New Ways to Raise Capital for Your Bank

Raising capital has been tough for community banks ever since the financial crisis, especially the smallest ones.

But a few investment firms have developed structured products that offer community banks a chance to band together to raise needed Tier 1 capital at relatively low cost.

These products— called collateralized debt obligations— also avoid some of the issues that caused regulators to frown on such financing in the past.

StoneCastle Financial Corp. in New York completed one such deal in October, raising about $205 million for a group of 35 community and regional banks in 24 states. EJF Capital in Arlington, Va., did a similar deal around the same time on behalf of 23 banks, mostly in California and Texas.

Michel Iannaccone, a managing director at Finpro, says he expects to see more.

"From the bank side, there are very few sources of capital available," Iannaccone says. "And from the investor side, there is clearly interest — though how long it'll last will depend on how the economy and the market does."

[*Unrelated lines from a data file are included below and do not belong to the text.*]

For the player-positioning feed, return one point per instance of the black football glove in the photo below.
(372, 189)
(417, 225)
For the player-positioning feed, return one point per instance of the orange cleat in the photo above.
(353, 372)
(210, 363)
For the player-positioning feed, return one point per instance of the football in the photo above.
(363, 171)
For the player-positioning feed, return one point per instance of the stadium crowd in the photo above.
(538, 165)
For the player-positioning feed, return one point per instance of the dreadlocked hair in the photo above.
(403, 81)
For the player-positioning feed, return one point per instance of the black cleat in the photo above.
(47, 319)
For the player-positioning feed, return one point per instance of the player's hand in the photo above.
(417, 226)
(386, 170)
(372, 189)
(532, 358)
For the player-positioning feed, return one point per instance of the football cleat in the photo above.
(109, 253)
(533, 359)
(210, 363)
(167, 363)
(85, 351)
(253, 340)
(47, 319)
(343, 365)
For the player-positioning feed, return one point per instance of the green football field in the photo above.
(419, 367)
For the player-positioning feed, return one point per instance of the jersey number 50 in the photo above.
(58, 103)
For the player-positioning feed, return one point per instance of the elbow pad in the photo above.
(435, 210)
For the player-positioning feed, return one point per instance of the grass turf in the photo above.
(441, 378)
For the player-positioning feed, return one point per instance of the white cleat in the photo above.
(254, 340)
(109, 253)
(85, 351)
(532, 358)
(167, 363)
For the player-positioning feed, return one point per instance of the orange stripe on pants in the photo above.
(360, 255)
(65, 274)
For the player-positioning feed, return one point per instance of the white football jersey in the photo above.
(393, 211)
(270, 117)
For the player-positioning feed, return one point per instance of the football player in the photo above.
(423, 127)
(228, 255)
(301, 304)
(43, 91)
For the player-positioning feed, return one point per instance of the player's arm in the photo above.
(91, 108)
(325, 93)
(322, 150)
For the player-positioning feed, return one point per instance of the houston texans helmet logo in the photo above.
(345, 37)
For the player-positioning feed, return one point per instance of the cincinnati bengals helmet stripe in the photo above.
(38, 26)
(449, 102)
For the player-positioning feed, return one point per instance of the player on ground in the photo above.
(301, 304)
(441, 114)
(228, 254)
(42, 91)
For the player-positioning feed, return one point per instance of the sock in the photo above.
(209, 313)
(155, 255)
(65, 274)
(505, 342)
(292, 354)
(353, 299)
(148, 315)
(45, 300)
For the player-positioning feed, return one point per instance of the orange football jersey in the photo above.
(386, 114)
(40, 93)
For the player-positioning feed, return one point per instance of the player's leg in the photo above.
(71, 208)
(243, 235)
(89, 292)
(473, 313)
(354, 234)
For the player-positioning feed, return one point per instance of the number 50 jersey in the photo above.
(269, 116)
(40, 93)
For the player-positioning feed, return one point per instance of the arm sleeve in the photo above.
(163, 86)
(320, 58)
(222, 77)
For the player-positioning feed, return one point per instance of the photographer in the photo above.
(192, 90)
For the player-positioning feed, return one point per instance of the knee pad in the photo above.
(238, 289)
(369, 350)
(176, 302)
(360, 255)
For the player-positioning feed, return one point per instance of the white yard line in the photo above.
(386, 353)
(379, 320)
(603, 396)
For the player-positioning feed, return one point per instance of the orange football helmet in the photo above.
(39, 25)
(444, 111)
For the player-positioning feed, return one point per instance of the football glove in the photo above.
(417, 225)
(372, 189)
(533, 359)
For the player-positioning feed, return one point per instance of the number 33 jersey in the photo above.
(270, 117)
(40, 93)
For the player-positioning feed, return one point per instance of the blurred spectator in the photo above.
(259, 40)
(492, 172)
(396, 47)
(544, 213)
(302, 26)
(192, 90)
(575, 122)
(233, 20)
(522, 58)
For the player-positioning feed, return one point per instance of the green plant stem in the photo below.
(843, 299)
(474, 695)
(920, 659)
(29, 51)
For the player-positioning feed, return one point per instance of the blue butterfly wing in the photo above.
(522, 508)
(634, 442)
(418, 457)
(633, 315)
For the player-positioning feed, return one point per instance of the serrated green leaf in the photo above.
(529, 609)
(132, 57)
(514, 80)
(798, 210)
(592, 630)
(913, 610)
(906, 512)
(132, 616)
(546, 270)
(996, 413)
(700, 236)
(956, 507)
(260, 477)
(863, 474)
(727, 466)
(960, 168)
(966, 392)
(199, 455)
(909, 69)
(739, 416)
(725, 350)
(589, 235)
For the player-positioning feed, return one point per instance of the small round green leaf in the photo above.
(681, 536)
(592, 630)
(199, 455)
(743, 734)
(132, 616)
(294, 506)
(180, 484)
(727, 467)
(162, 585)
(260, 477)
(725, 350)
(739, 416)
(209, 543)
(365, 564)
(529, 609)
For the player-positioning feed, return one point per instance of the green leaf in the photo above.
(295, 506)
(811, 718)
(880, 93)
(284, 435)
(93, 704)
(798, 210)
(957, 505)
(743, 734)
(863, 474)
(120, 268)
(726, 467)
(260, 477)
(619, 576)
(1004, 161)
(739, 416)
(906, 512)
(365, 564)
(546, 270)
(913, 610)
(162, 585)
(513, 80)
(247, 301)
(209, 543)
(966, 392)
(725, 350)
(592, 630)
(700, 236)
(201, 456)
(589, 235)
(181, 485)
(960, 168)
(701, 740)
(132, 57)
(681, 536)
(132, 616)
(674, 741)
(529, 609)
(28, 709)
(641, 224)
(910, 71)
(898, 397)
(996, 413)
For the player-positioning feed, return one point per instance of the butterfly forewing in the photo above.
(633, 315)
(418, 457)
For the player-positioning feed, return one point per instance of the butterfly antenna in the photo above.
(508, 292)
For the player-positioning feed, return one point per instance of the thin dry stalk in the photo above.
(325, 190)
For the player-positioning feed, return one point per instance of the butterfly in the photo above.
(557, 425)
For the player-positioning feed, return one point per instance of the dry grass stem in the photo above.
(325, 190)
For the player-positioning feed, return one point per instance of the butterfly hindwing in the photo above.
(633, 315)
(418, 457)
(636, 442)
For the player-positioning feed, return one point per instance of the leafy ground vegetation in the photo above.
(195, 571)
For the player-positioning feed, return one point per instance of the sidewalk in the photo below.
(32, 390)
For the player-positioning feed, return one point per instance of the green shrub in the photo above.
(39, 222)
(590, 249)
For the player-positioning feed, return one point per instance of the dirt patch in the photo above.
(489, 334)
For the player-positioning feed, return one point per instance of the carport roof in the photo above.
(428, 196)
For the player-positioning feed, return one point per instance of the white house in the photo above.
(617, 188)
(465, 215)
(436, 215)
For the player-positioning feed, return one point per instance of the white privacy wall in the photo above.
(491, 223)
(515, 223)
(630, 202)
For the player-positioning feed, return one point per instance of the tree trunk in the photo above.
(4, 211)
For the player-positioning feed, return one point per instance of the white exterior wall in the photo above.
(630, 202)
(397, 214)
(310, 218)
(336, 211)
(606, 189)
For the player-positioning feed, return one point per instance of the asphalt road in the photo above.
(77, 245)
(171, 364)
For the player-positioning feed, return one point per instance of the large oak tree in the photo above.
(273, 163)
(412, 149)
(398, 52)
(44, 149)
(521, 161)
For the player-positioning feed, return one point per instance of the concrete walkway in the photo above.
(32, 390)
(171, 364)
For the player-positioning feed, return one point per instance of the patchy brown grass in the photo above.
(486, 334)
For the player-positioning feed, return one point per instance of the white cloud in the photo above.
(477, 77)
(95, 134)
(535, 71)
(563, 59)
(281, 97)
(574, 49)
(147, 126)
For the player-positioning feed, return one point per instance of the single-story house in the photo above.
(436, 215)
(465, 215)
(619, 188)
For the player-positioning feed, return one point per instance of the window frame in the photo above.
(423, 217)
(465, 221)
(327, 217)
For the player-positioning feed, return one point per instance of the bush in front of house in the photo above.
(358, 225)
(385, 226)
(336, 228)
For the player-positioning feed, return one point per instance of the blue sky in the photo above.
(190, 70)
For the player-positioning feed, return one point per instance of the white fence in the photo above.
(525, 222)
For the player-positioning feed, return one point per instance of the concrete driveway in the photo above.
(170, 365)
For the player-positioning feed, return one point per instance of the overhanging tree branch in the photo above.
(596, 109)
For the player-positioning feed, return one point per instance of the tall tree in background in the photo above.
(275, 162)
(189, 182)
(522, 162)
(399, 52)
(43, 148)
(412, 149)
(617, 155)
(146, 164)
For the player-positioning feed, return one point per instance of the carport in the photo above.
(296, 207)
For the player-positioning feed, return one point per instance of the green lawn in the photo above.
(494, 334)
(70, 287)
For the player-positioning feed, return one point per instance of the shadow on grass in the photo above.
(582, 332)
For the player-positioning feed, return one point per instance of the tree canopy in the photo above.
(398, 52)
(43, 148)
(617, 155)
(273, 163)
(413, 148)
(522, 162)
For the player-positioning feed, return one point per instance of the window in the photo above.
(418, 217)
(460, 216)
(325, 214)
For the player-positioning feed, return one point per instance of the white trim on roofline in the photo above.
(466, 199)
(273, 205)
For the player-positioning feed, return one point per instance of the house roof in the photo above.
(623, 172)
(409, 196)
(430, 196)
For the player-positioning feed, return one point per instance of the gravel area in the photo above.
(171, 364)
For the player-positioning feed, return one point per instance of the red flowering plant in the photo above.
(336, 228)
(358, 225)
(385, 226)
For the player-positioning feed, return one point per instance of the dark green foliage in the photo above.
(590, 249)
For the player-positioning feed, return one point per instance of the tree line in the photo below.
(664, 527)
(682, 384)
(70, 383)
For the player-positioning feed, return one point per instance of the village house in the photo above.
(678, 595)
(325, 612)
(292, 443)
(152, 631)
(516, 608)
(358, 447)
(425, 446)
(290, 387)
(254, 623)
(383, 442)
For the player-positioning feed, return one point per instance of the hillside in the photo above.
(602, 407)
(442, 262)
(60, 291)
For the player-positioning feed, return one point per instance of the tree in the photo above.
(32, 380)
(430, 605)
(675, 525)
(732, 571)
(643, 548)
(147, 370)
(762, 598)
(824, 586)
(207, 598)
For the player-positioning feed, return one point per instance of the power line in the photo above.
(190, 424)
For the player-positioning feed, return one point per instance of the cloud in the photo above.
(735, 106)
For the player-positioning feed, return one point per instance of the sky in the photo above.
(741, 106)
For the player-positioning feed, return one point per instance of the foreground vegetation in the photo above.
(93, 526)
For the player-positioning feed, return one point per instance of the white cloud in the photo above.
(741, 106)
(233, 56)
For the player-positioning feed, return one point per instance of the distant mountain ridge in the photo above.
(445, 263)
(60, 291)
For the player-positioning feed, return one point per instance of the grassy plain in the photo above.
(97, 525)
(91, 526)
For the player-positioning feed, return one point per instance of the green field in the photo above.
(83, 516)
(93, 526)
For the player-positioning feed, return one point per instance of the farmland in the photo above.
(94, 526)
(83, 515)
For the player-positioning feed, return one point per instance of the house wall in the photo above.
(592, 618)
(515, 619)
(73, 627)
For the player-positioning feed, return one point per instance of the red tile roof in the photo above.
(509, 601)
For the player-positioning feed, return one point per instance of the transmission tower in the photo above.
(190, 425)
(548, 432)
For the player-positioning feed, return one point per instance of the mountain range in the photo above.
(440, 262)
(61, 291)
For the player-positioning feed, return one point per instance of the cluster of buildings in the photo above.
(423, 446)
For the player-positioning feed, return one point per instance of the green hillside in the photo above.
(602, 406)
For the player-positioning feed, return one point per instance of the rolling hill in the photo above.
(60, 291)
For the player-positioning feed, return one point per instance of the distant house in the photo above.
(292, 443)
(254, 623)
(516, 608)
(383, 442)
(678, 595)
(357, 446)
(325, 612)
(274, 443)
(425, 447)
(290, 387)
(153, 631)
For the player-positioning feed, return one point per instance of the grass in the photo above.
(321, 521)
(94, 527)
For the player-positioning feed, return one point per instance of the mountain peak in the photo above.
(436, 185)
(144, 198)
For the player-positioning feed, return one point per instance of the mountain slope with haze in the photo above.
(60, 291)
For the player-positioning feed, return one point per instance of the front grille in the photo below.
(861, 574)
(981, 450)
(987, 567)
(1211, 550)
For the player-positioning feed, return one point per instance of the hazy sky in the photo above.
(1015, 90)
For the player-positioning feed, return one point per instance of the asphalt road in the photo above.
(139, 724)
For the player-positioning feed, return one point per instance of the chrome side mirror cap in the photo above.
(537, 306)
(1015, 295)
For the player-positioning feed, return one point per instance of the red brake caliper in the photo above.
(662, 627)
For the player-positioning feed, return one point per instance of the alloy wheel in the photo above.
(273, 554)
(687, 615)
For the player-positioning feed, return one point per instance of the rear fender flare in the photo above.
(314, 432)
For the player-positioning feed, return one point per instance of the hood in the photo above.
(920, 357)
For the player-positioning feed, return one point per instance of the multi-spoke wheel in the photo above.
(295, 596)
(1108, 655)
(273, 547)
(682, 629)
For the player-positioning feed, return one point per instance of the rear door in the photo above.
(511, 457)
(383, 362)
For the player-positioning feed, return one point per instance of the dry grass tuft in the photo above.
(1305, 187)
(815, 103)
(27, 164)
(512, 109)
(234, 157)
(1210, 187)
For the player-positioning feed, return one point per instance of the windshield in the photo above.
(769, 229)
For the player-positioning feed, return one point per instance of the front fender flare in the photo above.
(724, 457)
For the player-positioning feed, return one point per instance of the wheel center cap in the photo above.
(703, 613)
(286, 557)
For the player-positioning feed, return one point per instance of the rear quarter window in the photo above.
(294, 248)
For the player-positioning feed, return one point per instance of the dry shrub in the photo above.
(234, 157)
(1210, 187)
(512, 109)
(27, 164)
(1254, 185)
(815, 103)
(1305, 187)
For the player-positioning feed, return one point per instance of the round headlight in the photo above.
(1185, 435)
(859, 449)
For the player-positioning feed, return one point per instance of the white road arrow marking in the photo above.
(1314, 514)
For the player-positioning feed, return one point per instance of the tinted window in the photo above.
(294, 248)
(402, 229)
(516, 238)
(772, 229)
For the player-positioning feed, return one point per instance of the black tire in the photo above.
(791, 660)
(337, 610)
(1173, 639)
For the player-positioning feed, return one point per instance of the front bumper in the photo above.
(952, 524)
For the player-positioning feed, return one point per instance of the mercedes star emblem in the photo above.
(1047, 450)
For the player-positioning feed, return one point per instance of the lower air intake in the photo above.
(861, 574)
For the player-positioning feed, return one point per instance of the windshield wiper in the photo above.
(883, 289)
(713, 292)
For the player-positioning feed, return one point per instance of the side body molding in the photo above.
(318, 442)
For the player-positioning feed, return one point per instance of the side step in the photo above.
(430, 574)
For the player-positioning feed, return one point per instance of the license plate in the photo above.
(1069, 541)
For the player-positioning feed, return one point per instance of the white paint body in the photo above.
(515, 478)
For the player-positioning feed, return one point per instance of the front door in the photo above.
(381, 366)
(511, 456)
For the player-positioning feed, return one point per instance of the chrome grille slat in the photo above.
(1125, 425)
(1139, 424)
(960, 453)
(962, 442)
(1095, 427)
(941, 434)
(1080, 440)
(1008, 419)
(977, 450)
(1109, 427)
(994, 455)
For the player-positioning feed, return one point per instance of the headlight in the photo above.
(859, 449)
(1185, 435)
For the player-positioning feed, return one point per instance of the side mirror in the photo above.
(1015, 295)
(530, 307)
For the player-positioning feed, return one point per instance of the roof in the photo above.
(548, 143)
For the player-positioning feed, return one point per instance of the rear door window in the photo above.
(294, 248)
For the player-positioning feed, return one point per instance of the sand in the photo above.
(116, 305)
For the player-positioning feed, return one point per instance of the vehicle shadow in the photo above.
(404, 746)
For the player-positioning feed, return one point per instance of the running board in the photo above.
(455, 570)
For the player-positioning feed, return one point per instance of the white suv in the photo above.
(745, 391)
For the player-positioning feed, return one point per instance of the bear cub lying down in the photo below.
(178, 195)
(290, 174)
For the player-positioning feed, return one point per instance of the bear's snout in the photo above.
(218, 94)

Josh Siegel, StoneCastle's chairman and chief executive, also predicts more to come. His company is eager to do another deal just as soon as it can line up enough banks.

StoneCastle is targeting tiny, privately held banks that otherwise would not have access to the capital markets.

Its pioneering deal was used to fund 10-year subordinate loans to the banks. Though the loans count as Tier 2 capital, if a bank holding company uses the proceeds to purchase stock in its underlying depositary institution, the depository can treat the new capital as Tier 1 common equity, Siegel says.

Four large institutional investors snapped up the deal. "The hardest part is rounding up the banks to do an issue," Siegel says. "Selling it was the easy part."

The investors did not include any banks, which StoneCastle barred from participating as buyers to avoid any concern from regulators.

Otherwise, Siegel says, regulators might see too much of a resemblance to a common pre-crisis source of funding that wreaked havoc.

Back then, community banks were able to issue trust-preferred securities, a longer-term, debt-equity hybrid that counted as Tier 1 capital, and there was a ready market to buy the bonds backed by this debt. But many trust-preferred CDOs ended up being bought by banks themselves, which only compounded their problems during the financial crisis. Trust-preferreds no longer count as Tier 1 capital and, under the Dodd-Frank Act, can no longer be securitized, so that market has evaporated.

Though issuing common or preferred stock is an option for community banks, it's not so easy or attractive these days, Siegel says.

"This issue we just did ends up costing the banks about 4.5% after costs and, if you compare that to other options, it's 'Wow!' Remember, the average community bank has a return on equity of 9%, so to finance your capital at half that rate is really attractive," he says.